Dans une Allemagne globalement vieillissante, où l'âge moyen est passé de 40 ans en 1990 à 45 ans en 2018, la situation démographique en ex-RDA reste problématique. Depuis 1991, la population des nouveaux Länder est passée de 14,6 à 12,6 millions d'habitants, tandis qu'à l'Ouest (Berlin compris), elle a bondi de 65,3 à 69,6 millions.

Le dynamisme de villes comme Dresde, Iena ou Leipzig ne parvient pas à masquer l'exode et le vieillissement qui frappent ces régions. Les centres-villes offrent le triste spectacle de magasins et immeubles à vendre.

Emigration massive

Dans certaines villes, comme Suhl (Thuringe) ou Francfort-sur-l'Oder (Brandebourg), la population a chuté de plus de 30% en 30 ans, avec des répercussions sur services publics et infrastructures.

L'émigration massive vers l'ouest ou l'étranger de jeunes adultes au début des années 90 a fait chuter la natalité à l'Est, un phénomène qui aura des répercussions durant plusieurs décennies, selon les démographes.

L'accueil de centaines de milliers de réfugiés en Allemagne depuis 2015 n'a pas suffi à inverser la tendance, d'autant que la plupart d'entre eux ont choisi l'Ouest.

L'Est, fief de l'extrême droite

Créée en 2013, l'Alternative pour l'Allemagne (AfD, extrême droite) réalise ses scores les plus importants à l'Est. Il y recueille désormais entre 20 à 30% des suffrages, contre autour de 10% en moyenne à l'Ouest. En juin, il a fallu un front uni de toutes les formations pour l'empêcher de conquérir à Görlitz sa première ville d'importance.

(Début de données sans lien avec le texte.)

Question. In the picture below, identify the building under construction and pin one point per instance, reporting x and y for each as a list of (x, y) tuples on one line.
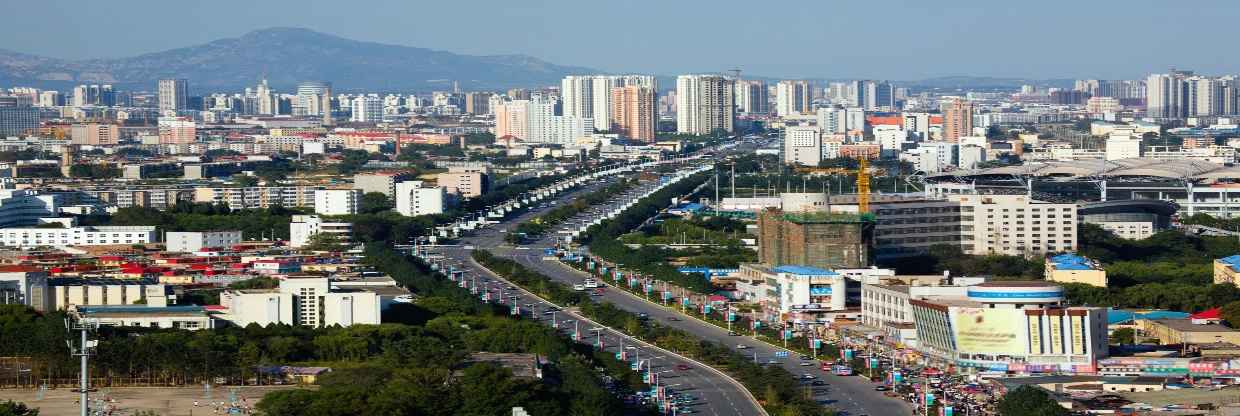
[(814, 239)]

L'Est, où les partis traditionnels et l'ex-gauche communiste sont en perte de vitesse, est aussi le berceau du mouvement islamophobe Pegida, qui a rassemblé ces dernières années des milliers de manifestants chaque lundi à Dresde.

Cette situation est liée au fait, selon les politologues, que nombre d'Allemands de l'Est ont encore le sentiment d'être des «citoyens de seconde zone». Selon un récent sondage, 74% d'entre eux estiment ainsi que de «très grandes différences» perdurent entre les deux parties du pays.